Nina Gurak, ’19, has received a Reproductive Justice Fellowship from If/When/How, an advocacy organization that promotes reproductive freedom.
The fellowship will support Gurak’s work for a year at Healthy and Free Tennessee, a coalition in Nashville that promotes sexual health and reproductive freedom.
Gurak completed internships with the AIDS Law Project of Pennsylvania and the National Clearinghouse for the Defense of Battered Women and represented the New York City Bar Association as their human rights legal observer during the Military Commission proceedings at Guantanamo Bay, through Drexel’s International Human Rights Clinic.
She served as president of the law school chapter of If/When/How (the successor to the Lawyers for Reproductive Justice organization) and has served on the executive board of the law school chapter of the National Lawyers Guild.

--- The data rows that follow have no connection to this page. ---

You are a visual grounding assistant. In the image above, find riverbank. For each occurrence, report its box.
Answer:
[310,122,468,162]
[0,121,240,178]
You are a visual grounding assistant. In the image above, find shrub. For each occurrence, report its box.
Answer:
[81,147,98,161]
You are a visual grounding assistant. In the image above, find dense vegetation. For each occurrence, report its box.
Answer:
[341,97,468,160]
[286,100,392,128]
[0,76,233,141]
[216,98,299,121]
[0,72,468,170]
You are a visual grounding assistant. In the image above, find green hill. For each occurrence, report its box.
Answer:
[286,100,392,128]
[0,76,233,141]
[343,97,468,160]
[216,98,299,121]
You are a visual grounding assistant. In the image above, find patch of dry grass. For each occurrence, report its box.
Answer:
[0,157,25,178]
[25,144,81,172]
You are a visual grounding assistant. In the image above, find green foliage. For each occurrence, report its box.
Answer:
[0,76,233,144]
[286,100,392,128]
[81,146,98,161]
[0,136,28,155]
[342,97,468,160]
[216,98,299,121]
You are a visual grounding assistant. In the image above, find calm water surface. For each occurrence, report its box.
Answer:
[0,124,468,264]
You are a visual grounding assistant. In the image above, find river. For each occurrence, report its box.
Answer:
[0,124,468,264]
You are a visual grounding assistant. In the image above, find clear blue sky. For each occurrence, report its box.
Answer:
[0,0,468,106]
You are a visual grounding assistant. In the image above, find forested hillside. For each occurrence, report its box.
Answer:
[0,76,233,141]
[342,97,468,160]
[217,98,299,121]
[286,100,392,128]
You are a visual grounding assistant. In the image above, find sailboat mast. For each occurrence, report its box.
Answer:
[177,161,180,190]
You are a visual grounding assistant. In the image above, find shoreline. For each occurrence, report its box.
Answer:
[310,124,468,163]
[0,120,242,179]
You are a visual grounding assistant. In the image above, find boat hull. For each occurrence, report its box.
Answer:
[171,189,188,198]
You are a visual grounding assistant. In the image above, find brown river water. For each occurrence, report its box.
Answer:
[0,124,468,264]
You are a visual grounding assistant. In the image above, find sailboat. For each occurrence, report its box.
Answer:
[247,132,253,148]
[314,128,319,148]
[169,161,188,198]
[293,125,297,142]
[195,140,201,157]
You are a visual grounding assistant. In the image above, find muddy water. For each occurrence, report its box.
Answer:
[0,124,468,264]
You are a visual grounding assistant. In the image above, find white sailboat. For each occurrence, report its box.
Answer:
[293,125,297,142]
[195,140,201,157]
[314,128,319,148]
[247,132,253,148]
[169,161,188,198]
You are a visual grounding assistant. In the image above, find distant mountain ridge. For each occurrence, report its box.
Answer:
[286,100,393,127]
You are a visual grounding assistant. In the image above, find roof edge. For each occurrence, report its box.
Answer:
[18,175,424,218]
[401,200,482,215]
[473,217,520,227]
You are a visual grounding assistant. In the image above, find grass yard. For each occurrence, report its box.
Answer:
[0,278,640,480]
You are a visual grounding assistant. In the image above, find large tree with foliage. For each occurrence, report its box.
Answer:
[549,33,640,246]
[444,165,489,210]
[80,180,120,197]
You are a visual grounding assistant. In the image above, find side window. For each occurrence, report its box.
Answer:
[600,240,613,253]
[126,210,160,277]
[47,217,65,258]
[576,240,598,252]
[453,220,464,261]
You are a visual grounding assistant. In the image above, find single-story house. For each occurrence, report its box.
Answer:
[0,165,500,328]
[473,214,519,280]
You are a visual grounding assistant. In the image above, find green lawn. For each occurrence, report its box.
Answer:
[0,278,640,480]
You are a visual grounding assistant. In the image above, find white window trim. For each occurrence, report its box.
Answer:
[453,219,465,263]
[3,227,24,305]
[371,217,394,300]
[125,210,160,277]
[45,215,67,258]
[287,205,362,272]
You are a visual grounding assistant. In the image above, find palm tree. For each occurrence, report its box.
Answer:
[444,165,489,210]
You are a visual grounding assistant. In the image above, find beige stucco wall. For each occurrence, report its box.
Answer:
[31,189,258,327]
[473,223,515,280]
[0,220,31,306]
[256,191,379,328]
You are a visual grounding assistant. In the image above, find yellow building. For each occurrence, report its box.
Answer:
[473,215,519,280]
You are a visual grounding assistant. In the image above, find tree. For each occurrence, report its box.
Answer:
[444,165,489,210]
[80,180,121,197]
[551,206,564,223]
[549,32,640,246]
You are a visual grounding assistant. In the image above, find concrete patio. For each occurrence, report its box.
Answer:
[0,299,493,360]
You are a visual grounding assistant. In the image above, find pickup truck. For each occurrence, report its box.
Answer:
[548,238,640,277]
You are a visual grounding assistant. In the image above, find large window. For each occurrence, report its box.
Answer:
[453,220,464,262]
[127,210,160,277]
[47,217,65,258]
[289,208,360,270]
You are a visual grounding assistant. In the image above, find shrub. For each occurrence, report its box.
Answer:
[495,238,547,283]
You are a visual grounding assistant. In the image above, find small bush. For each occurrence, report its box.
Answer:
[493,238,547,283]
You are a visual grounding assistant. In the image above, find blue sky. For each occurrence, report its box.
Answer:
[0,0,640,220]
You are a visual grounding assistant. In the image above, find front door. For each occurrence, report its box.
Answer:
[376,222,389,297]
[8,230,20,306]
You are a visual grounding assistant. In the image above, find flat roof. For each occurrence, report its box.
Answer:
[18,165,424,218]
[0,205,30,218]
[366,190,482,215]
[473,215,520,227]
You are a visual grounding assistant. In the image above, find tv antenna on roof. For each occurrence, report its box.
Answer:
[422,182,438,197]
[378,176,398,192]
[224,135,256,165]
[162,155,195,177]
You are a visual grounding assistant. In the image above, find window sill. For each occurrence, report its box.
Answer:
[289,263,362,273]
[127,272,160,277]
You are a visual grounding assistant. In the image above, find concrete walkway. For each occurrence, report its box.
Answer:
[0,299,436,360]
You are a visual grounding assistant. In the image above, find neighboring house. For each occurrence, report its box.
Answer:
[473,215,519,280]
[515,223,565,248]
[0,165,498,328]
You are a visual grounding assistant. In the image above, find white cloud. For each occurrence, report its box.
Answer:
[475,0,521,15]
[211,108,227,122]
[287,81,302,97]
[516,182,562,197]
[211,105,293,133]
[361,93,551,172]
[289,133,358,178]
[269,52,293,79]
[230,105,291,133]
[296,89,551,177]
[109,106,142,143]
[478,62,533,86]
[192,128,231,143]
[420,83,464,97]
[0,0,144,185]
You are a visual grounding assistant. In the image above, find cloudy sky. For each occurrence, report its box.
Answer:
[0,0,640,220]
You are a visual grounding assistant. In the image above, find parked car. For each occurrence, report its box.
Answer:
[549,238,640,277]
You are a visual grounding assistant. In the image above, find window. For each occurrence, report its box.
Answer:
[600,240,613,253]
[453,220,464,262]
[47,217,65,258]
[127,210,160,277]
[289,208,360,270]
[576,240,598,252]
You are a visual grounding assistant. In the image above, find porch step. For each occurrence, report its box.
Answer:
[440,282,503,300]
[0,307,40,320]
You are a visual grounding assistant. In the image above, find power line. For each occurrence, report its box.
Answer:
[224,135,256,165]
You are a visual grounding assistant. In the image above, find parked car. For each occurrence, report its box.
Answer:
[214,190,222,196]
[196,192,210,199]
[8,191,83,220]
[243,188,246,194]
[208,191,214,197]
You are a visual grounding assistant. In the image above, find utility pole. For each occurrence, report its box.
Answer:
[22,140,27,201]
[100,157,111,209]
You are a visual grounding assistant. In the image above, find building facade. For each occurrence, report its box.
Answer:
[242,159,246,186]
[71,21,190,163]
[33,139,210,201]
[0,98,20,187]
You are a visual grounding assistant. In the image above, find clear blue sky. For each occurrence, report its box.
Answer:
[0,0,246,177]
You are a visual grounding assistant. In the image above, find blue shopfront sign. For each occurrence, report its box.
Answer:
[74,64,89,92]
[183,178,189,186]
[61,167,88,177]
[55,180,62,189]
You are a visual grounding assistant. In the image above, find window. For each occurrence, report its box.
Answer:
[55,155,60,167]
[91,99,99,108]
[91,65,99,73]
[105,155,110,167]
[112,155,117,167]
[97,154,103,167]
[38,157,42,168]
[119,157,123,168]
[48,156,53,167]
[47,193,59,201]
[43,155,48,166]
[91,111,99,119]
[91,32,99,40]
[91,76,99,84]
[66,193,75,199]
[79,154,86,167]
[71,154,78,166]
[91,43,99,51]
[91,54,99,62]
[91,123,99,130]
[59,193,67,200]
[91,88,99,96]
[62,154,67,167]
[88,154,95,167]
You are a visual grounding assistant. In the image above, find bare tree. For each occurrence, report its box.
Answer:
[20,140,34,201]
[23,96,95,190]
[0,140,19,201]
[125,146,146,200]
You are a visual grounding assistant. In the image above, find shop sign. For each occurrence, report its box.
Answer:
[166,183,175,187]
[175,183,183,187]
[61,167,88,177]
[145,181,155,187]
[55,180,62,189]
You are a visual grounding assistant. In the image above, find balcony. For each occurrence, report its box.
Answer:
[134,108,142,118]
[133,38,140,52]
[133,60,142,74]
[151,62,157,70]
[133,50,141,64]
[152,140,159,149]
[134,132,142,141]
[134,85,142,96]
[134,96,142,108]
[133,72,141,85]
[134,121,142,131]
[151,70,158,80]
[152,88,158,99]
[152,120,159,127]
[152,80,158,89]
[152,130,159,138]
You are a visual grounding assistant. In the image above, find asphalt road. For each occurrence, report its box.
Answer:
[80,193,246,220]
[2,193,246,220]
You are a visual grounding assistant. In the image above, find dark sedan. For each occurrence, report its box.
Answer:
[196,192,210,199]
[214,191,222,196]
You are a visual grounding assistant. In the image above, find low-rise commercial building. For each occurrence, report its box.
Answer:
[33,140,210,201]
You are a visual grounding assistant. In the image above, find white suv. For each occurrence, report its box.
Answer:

In addition, she served as a Dean’s Scholar in Contracts and Criminal Law.
Gurak’s interest in reproductive rights predates her application to law school. She said in an interview published by If/When/How that she began volunteering as a clinic escort as a first-year student in college and has gained pro bono experience doing so as a law student.
“We’re in a tough time where protestors have increased outside my local clinic,” Gurak said. “It’s really nice to feel like you’re making a real and tangible impact in someone’s daily life.”
Gurak said her broader aim is to help redefine the role of a lawyer.
“There are certain things that lawyers can do that others cannot, not by virtue of a non-lawyer’s inability to learn, but because of the way the system is currently set up,” she said. “Part of what it means to be a successful lawyer for me is to take responsibility for healing some of the legal trauma people experience: trauma relating to the criminal-legal system, the court system and the various ways the law has ensnared and made folks feel powerless.”